Calling Syncora “an obscure but combative insurance company,” the Detroit Free Press today takes a look at one of the bankruptcy’s biggest opponents, the Bermuda-based firm that insures hundreds of millions of dollars in bonds. Syncora has issued sweeping subpoenas seeking seeking centuries of records from the Detroit Institute of Arts and has caused city attorneys to describe the company’s legal tactics as employing a “scorched earth strategy.” Nathan Bomey writes:
Syncora advisers say the company is being unfairly treated by Detroit and contends the city is moving hastily at the expense of creditors and residents. “What we’re doing is advocating for the highest and best reorganization and rehabilitation of the City of Detroit,” said Todd Snyder, a Rothschild financial adviser for Syncora, in an interview.
The city’s latest Disclosure Statement, filed Friday night, includes the $350 million Gov. Snyder proposed earlier this year to shore up pensions funds and protect Detroit Institute of Arts holdings from sale. The governor’s original proposal was for $17.5 million annual payments for 20 years, but that plan could be changing, The Detroit News reports today.

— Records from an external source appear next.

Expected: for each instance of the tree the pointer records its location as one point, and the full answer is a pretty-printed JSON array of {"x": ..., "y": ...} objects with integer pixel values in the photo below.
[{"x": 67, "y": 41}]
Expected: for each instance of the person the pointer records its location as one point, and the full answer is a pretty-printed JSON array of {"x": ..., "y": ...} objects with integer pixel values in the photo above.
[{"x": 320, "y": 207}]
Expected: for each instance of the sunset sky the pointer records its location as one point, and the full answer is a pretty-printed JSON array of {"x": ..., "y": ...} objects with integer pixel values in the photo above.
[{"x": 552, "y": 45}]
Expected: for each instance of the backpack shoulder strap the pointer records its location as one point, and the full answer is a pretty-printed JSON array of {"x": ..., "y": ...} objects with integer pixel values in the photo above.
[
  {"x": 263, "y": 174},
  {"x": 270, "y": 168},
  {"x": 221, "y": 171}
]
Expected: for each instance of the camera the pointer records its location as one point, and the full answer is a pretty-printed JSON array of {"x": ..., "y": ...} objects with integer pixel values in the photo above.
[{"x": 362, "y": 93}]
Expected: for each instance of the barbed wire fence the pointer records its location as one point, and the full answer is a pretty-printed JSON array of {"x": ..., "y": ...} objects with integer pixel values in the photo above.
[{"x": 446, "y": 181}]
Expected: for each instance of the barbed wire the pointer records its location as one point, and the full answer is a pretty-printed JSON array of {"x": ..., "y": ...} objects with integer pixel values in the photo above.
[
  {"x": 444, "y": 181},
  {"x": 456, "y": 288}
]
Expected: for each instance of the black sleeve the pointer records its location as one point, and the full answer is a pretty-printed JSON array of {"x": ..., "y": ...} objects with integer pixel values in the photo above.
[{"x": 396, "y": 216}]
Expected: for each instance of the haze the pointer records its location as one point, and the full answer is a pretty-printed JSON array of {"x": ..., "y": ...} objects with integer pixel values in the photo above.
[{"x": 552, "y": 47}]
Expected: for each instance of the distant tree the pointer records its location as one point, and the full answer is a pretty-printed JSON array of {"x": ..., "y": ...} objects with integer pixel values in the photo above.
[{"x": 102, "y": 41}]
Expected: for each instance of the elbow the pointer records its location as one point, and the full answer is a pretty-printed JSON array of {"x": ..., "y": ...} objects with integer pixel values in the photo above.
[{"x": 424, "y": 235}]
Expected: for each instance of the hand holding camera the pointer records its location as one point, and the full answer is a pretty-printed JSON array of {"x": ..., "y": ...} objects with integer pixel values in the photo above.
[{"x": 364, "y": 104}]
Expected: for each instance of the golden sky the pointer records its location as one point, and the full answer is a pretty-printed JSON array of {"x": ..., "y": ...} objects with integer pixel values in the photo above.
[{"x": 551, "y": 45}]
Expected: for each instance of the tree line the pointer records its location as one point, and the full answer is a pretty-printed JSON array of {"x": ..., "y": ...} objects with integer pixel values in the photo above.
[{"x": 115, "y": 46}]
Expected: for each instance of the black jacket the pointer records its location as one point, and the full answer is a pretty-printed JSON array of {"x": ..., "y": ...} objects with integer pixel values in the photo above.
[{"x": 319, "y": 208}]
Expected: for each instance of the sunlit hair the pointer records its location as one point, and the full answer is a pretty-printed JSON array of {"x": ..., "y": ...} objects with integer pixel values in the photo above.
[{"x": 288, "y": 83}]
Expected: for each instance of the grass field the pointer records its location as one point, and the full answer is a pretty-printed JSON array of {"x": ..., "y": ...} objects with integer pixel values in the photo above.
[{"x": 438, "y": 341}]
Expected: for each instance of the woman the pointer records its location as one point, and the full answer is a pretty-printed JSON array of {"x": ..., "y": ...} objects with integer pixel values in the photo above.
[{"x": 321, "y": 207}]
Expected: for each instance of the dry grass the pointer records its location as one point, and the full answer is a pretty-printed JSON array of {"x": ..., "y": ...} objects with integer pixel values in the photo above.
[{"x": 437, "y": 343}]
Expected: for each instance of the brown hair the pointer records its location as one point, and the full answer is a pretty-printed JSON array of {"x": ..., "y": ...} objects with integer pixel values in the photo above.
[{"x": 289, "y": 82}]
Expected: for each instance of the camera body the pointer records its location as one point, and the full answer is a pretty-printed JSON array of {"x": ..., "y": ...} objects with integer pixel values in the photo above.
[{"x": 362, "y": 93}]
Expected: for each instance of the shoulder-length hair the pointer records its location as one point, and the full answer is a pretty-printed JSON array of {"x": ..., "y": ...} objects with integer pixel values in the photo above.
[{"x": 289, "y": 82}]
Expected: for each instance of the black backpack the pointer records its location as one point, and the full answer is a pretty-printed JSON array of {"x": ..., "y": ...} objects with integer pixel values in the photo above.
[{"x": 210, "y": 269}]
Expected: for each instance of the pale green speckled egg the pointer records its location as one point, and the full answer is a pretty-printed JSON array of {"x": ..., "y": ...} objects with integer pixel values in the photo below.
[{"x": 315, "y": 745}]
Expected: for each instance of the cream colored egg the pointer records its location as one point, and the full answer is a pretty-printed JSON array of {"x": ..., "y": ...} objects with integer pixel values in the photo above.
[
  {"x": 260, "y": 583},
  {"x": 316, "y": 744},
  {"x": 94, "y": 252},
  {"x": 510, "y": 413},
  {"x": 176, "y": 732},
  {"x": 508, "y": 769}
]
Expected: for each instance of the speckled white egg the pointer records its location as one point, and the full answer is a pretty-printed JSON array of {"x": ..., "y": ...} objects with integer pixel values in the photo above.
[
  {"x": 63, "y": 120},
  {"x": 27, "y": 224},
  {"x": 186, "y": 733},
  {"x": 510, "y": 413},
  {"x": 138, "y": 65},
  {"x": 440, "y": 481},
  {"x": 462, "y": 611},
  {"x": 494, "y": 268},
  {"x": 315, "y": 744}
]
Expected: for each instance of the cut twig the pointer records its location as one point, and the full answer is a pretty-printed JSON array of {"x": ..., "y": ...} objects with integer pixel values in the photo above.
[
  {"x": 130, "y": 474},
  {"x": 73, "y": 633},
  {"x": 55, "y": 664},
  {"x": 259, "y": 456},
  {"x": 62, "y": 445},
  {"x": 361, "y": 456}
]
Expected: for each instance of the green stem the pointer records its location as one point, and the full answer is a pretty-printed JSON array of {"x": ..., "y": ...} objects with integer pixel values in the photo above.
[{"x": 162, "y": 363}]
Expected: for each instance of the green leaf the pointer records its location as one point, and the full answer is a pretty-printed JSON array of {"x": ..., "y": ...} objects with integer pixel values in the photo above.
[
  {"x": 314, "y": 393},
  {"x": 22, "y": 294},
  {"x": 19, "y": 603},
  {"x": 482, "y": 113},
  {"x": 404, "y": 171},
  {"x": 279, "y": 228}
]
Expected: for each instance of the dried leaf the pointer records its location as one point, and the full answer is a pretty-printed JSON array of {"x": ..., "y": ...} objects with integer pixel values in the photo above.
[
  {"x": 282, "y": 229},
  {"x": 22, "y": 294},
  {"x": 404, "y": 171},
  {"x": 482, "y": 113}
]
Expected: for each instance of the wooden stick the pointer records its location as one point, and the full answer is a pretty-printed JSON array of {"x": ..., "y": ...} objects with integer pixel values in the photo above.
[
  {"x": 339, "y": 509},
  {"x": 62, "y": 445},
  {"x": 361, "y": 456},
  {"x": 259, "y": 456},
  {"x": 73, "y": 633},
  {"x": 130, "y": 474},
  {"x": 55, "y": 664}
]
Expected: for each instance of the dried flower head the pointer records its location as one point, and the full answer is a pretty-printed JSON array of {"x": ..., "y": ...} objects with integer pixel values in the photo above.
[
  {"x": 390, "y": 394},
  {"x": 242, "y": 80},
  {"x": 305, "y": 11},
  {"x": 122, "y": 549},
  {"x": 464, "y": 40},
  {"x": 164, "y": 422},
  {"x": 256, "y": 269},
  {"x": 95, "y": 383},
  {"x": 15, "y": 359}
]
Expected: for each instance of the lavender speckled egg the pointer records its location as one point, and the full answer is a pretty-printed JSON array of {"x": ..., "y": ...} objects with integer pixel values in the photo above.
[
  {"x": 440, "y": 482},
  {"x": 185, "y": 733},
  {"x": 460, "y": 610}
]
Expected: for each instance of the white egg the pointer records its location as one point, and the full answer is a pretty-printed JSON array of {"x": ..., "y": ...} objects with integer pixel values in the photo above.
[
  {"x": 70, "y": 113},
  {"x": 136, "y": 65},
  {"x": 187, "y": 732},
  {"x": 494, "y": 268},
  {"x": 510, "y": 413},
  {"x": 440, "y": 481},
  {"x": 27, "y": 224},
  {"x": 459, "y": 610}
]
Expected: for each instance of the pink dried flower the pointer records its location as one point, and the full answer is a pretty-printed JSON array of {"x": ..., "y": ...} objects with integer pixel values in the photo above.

Detroit’s latest debt-cutting plan spells out for the first time a mathematical method for the state to make a lump sum discounted payment of the present value of $350 million over 20 years, which three sources tell The News would be about $190 million — a 45 percent savings. The sources spoke on condition anonymity because of ongoing confidential negotiations.
With tentative deals reached on pension payments, some pension fund financing debt and other creditor obligations in the city’s case, when will we see some official action in Lansing? After all, the pension deals require the $350 million from the state or bigger cuts befall the retirees, according to the city’s filings.
Setting the (Handle)Bar High
“With ever-increasing width and whimsy,” writes Neil Rubin in The Detroit News, Bill Nowling’s handlebar mustache is growing, both in appearance and reputation. Nowling, of course, is the spokesman for Detroit Emergency Manager Kevyn Orr. By email, text or actual conversation, Nowling is the answer guy for media with questions about what’s happening in the EM’s office.
His mustache has been in development since late last year, and now it’s achieved its own 21st century-style fame: two Twitter accounts.
Orr likes it, Nowling says, while Detroit Mayor Mike Duggan has stayed largely neutral. Others ask if he’s a Civil War re-enactor, and someone called him “Rollie Fingers.” He’d rather be known as the first than the last. Fingers was a Hall of Fame pitcher a generation ago who was best known for his spectacular handlebar mustache. Beyond that, he’s best known for going bankrupt.